Statistical analysis
The longest diameter (mm) of the tumor was measured by examining the radiological images. The response evaluation was carried out according to the Response Evaluation Criteria in Solid Tumors (RECIST) guidelines (version 1.1) (Eisenhauer et al., 2009). The Kaplan–Meier method was used for the survival analyses; the comparison of the median PFS was performed using the log-rank test and hazard ratios (HRs) from the Cox proportional hazards model. The optimal cut-off values for ctDNA%, MATH score, and TMB were determined by the R package ‘survminer’. Univariate Cox regression was carried out to analyze the mutations related to PFS; only genes mutated in >5% of the patients were included in the analysis. The correlation between variables was analyzed using the Spearman correlation test, and group comparisons were performed using the Wilcoxon rank-sum test. Statistical analysis and data visualization were conducted using R (version 4.0.1). The statistical significance was defined as bilateral p<0.05.
Results
Study cohort and sample information
A total of 126 patients with mTNBC were considered for screening, and 70 patients were eventually included in the study. Fifty-six patients were excluded, comprising 21 patients who had previously been treated with more than two lines of chemotherapy, 16 patients who were treated with combination local therapy (e.g. chemotherapy with radiotherapy), 11 patients who were lost to follow-up, and 8 patients who failed to be evaluated for efficacy. Finally, 139 plasma samples (baseline samples from 70 patients and dynamic samples from 38/70 patients) from 70 patients and paired tumor tissues from 13 patients were collected and sequenced (Figure 1A and B). Some patients did not have surgery, or were operated on in other hospitals, or had no lesion suitable for biopsy, or the tumor tissue was too small, resulting in 57 patients not obtaining tumor tissue for sequencing. The blood samples during treatment were not collected on time, or the quality control of samples was unqualified or did not reach the endpoint of the study, resulting in 32 patients only having baseline blood samples. The patient baseline characteristics are shown in Table 1. The median age of all patients was 46 (26–75) years. Overall, 82.9% of patients were diagnosed with invasive ductal carcinoma, and most developed visceral metastases at study entry. Table 2 shows that all patients received chemotherapy-based treatment with the most common chemotherapy drugs, such as gemcitabine, taxane, or platinum. Eleven patients were also treated with immunotherapy. The objective response rate was 38.6%, and 4, 23, 31, and 12 patients had complete response (CR), partial response (PR), stable disease (SD), and progressive disease (PD), respectively. The median PFS (mPFS) for all patients was 6.15 months (Figure 1—figure supplement 1A). There was no significant difference in PFS among different treatment lines or regimens (Figure 1—figure supplement 1B-H), although patients treated in the first line had a trend towards improved survival compared with those treated in the second and third lines.

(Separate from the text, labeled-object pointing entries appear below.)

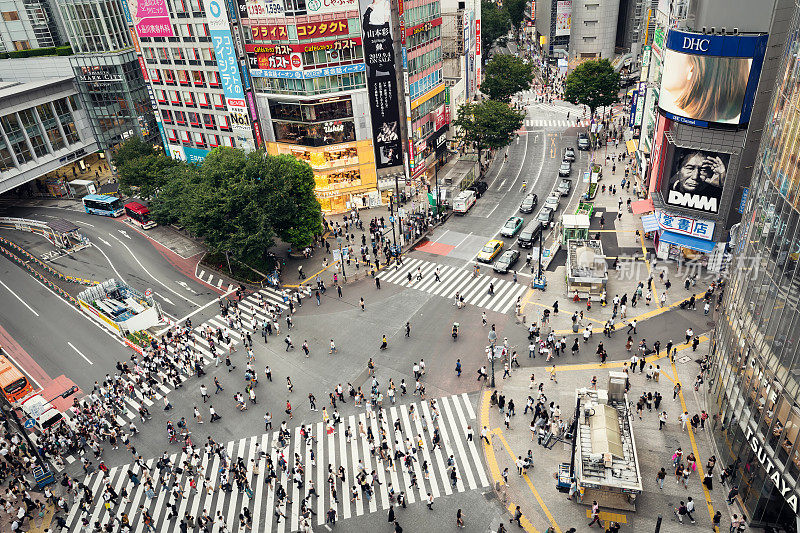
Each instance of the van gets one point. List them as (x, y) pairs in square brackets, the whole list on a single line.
[(41, 411), (463, 202), (530, 234)]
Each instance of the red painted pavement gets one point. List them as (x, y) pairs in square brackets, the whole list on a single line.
[(435, 248), (186, 265), (23, 359)]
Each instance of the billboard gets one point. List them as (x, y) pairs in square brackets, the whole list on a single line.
[(376, 25), (696, 179), (563, 17), (219, 29), (151, 18), (710, 78), (321, 7)]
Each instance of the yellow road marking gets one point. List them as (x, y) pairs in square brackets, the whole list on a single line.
[(696, 452), (613, 517), (526, 524), (499, 433)]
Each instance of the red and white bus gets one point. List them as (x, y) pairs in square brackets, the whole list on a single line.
[(139, 215)]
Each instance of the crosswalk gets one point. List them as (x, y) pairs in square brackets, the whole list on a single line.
[(415, 421), (249, 309), (553, 123), (475, 290)]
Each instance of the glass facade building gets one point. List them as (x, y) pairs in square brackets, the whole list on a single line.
[(754, 386)]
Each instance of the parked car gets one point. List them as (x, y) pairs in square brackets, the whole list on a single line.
[(528, 203), (506, 261), (490, 250), (479, 187), (553, 201), (545, 216), (512, 226)]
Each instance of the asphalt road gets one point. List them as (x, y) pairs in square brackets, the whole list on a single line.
[(120, 251)]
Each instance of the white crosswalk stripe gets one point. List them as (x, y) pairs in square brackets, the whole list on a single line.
[(475, 290), (452, 415), (249, 308)]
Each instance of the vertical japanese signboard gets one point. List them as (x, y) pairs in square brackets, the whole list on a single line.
[(219, 29), (381, 81)]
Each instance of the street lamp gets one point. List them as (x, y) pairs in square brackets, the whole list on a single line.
[(492, 342)]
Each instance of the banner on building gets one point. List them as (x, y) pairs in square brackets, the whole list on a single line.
[(228, 67), (321, 7), (563, 17), (381, 82), (151, 18)]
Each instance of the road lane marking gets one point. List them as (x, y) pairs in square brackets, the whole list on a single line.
[(79, 352), (151, 275), (32, 310)]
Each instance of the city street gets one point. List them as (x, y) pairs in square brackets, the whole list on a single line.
[(64, 342)]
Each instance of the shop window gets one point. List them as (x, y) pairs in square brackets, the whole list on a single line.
[(320, 134)]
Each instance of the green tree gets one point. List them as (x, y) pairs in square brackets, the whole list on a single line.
[(593, 83), (145, 175), (131, 149), (494, 24), (488, 125), (516, 11), (506, 75)]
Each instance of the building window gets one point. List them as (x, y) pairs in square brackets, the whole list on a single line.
[(50, 126), (6, 159), (16, 137), (31, 126), (67, 122)]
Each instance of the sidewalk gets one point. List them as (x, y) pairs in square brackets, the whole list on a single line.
[(536, 492), (623, 239)]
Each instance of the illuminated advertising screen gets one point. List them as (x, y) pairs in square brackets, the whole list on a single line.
[(696, 179), (710, 79)]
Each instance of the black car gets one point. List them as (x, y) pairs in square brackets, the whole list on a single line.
[(528, 203), (506, 261), (479, 187)]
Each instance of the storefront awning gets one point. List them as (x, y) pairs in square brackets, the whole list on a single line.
[(686, 241), (642, 206), (650, 223)]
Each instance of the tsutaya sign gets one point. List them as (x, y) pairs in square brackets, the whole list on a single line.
[(774, 475)]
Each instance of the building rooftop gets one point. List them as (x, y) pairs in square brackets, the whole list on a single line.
[(13, 88), (605, 454)]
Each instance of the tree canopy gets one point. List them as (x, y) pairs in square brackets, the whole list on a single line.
[(505, 76), (235, 202), (516, 11), (489, 124), (495, 23), (593, 83)]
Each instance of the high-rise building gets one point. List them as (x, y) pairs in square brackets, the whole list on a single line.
[(754, 383), (353, 87), (28, 24), (107, 70), (699, 136)]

Mutation characteristics of patients with mTNBC
Plasma samples were obtained from 70 patients with mTNBC before treatment and submitted for targeted NGS. In total, 203 mutated genes were identified using our panel of 457 genes, including 301 missense mutations, 45 frame-shift indels, 16 in-frame indels, 13 splice-site mutations, and 31 stop-gain mutations. The ten most frequently mutated genes were TP53 (69%), PIK3CA (24%), ARID1A (9%), KMT2C (9%), CIC (7%), KMT2D (7%), NOTCH4 (7%), PBRM1 (7%), PTEN (7%), and DNMT3A (6%). In addition, gene CNVs were detected in 351/457 genes, 296 of which showed copy number gain (CNG), 38 showed copy number loss, and 17 had both gain and loss mutations. The most prevalent genes with CNVs were HLA-C (50%), HLA-A (33%), HLA-B (33%), HLA-DRB1 (23%), SPPL3 (21%), BTG2 (19%), C8orf34 (16%), HLA-DQA1 (16%), HLA-E (16%), and LTBP1 (16%) (Figure 2A).

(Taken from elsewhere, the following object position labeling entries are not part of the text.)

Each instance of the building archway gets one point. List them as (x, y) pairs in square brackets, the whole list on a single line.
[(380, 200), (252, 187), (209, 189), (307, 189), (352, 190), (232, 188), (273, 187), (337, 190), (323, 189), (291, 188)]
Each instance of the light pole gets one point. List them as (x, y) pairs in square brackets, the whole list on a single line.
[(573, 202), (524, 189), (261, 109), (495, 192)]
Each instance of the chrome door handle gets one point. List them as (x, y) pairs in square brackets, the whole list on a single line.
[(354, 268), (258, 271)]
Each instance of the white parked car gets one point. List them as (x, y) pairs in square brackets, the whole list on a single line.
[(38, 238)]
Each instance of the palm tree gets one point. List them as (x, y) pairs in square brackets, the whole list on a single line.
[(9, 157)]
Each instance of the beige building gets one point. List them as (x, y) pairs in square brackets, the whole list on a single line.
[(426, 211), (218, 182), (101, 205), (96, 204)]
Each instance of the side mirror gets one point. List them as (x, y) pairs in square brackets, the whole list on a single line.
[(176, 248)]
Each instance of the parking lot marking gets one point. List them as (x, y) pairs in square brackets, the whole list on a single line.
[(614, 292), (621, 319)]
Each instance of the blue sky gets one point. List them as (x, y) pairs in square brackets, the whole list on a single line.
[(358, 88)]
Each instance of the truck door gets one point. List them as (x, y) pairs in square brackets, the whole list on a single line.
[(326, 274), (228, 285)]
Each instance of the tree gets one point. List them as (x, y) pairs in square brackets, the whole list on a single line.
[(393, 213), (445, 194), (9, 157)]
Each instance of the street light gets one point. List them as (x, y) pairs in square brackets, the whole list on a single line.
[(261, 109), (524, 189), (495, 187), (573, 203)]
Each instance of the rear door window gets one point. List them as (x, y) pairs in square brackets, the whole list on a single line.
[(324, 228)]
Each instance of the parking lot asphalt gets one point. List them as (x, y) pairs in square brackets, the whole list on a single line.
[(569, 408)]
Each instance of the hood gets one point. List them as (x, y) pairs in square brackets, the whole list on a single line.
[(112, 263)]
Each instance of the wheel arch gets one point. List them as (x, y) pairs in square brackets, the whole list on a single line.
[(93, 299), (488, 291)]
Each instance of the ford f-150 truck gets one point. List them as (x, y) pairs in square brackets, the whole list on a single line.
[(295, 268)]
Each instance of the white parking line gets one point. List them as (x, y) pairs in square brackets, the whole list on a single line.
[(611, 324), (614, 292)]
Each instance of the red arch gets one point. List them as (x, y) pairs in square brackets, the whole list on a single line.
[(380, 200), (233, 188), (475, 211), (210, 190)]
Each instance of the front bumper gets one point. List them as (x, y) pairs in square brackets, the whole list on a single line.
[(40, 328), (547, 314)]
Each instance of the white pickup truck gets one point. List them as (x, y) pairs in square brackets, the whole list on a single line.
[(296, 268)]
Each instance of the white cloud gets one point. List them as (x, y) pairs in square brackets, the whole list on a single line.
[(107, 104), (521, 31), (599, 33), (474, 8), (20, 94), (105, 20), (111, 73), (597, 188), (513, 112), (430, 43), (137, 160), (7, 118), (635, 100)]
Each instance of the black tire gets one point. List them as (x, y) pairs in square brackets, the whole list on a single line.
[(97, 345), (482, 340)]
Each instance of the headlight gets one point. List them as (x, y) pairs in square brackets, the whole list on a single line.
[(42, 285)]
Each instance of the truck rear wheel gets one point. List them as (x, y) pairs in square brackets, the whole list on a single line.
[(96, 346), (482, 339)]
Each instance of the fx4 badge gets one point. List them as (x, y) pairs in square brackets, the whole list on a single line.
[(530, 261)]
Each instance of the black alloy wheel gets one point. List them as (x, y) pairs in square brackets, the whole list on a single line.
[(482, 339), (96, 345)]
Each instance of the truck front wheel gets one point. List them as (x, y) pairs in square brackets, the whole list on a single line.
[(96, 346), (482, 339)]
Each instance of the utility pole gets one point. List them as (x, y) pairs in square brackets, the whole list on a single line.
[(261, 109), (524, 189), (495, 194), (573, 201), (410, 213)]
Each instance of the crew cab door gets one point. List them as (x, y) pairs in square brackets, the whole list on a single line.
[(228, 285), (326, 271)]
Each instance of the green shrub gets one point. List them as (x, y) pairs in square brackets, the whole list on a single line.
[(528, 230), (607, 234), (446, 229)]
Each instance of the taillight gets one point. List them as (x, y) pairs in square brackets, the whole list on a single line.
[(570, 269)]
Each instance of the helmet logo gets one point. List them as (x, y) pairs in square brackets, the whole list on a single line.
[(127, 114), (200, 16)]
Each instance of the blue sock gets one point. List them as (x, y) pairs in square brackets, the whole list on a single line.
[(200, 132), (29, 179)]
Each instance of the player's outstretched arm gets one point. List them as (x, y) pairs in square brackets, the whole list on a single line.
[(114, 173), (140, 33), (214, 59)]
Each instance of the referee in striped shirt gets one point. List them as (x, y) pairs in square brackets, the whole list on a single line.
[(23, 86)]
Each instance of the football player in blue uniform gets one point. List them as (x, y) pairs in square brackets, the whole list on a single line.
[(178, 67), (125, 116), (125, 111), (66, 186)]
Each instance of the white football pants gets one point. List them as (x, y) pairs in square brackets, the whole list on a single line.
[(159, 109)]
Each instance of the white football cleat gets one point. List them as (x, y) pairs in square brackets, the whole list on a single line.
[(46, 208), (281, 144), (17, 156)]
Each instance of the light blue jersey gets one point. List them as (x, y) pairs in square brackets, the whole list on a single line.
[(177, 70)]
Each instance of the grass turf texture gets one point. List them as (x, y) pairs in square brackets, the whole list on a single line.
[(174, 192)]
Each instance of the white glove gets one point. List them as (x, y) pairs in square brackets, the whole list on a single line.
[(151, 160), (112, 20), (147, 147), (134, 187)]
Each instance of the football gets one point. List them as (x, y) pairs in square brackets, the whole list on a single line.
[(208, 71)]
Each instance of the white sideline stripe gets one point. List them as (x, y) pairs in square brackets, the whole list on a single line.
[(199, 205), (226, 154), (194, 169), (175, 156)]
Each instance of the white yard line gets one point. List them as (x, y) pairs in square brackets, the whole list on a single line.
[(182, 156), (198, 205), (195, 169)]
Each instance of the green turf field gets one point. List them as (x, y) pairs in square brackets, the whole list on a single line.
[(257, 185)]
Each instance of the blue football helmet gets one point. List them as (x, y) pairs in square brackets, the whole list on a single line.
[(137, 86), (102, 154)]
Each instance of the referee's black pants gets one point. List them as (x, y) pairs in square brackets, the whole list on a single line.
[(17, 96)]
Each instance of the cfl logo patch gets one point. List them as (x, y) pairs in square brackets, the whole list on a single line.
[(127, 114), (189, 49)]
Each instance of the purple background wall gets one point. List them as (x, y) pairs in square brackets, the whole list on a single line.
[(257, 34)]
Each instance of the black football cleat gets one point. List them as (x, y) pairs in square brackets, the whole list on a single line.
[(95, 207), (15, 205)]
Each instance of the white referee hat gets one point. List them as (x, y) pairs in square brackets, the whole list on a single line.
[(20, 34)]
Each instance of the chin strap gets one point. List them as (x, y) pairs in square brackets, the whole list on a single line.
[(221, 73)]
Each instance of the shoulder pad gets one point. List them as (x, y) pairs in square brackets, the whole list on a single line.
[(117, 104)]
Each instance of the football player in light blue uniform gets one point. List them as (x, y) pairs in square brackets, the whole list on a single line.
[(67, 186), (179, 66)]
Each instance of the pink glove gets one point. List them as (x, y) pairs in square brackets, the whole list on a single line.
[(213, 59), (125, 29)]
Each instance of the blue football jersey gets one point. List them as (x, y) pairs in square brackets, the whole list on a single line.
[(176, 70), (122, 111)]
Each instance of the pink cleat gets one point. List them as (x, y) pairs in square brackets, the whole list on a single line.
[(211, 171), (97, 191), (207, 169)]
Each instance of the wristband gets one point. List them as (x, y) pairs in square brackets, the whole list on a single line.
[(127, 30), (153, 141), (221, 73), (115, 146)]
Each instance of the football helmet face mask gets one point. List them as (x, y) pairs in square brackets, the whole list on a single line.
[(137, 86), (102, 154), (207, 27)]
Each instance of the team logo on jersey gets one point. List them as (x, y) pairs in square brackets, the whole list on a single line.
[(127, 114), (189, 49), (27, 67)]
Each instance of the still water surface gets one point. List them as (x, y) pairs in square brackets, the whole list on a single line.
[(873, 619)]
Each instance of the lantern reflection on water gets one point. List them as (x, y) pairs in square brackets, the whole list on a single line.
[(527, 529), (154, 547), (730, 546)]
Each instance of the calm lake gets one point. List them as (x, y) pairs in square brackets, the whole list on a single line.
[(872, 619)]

We also used NGS to evaluate the discrepancy and consistency of genomic alterations in ctDNA samples and paired tumor tissues from 13 patients. The mutation frequency in plasma ctDNA was significantly lower than that in the tumor tissues (0.049% ± 0.113% vs 0.168 ± 0.173%, p<0.001) (Figure 2—figure supplement 1). A total of 115 mutations in 85 genes were detected, which included 84 mutations in 63 genes from plasma ctDNA and 81 mutations in 55 genes from tDNA. The number of ctDNA-specific and tDNA-specific mutated genes was 37 in both cases. Hence, the concordance rate between mutations in ctDNA and tDNA was 98.75% (Figure 2B).

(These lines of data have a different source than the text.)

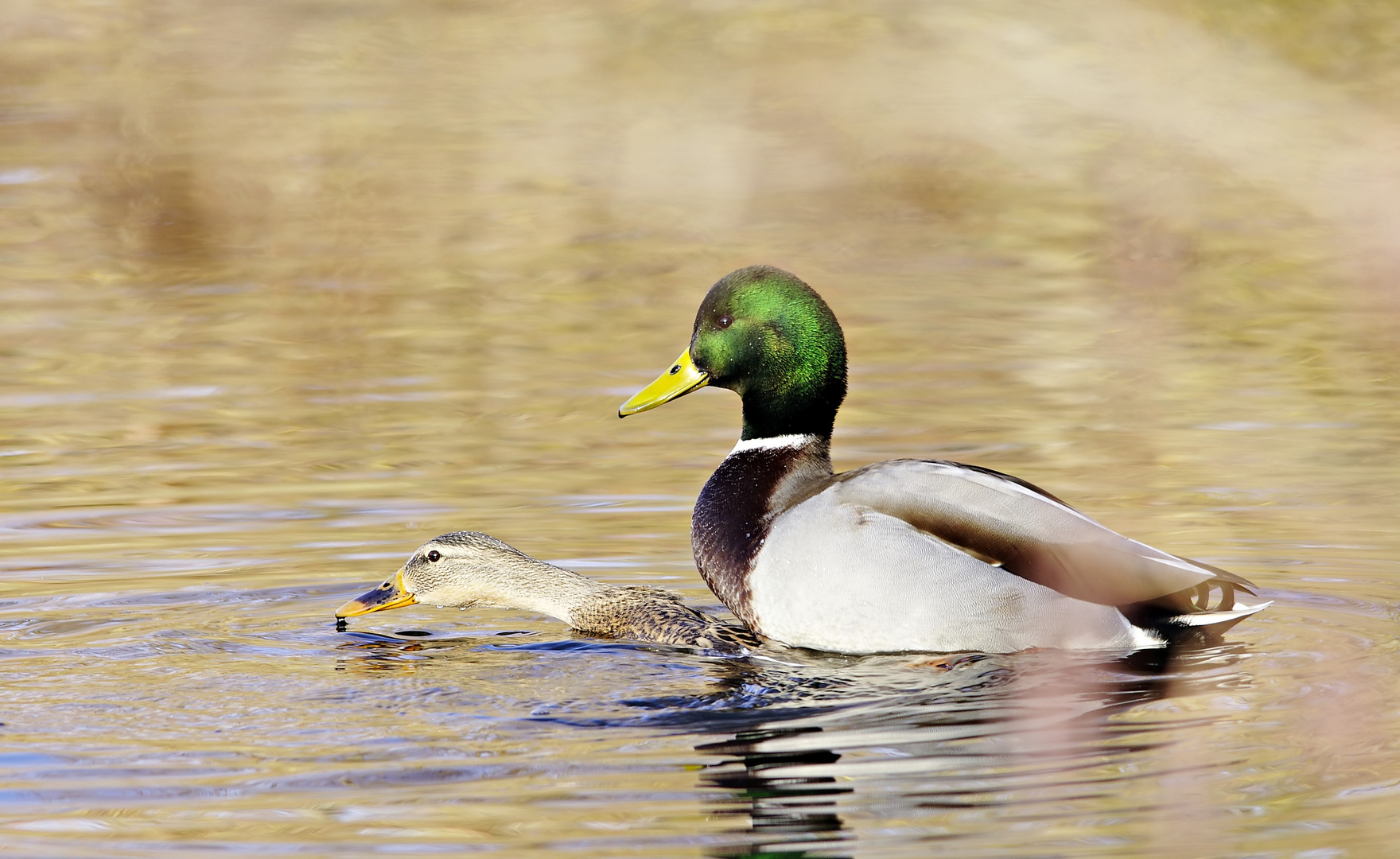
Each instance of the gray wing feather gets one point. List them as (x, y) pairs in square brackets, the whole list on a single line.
[(1028, 531)]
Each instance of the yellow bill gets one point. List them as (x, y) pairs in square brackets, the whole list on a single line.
[(676, 383), (390, 595)]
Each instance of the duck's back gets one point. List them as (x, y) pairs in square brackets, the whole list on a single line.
[(843, 577)]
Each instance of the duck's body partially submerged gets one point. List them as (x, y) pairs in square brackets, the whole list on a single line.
[(469, 569), (902, 554)]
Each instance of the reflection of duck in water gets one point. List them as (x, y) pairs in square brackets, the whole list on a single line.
[(468, 569), (904, 554)]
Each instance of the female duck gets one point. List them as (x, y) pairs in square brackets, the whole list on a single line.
[(469, 569), (904, 554)]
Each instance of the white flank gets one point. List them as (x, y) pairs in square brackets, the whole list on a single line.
[(773, 442)]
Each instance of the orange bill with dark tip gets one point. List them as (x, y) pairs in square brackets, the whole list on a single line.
[(390, 595)]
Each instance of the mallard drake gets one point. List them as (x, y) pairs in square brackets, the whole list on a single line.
[(906, 554), (469, 569)]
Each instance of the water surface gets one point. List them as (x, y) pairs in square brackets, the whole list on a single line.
[(289, 289)]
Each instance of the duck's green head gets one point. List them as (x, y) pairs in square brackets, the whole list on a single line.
[(768, 336)]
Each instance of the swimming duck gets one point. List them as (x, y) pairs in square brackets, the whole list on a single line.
[(906, 554), (471, 569)]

A ctDNA+/− status correlates with the treatment response and survival of patients with mTNBC
Univariate Cox regression analysis showed that 12 mutated genes, including HLA-B (HR, 95% confidence interval [CI]: 1.89, 1.08–3.32), BTG2 (HR, 95% CI: 2.23, 1.15–4.31), MCL1 (HR, 95% CI: 2.31, 1.1–4.84), H3F3A (HR, 95% CI: 2.36, 1.08–5.16), MYC (HR, 95% CI: 3.45, 1.58–7.54), KMT2C (HR, 95% CI: 2.75, 1.14–6.63), KYAT3 (HR, 95% CI: 3.66, 1.48–9.04), ARID4B (HR, 95% CI: 4.04, 1.51–10.76), CD22 (HR, 95% CI: 3.66, 1.25–10.68), TGFB1 (HR, 95% CI: 3.94, 1.35–11.56), SGK1 (HR, 95% CI: 3.37, 1.15–9.82), and RSPO2 (HR, 95% CI: 4.19, 1.42–12.34), indicated a higher risk for recurrence or progression in patients with mTNBC (Figure 3A). Moreover, these 12 mutated genes were significantly associated with worse survival (Figure 3—figure supplement 1).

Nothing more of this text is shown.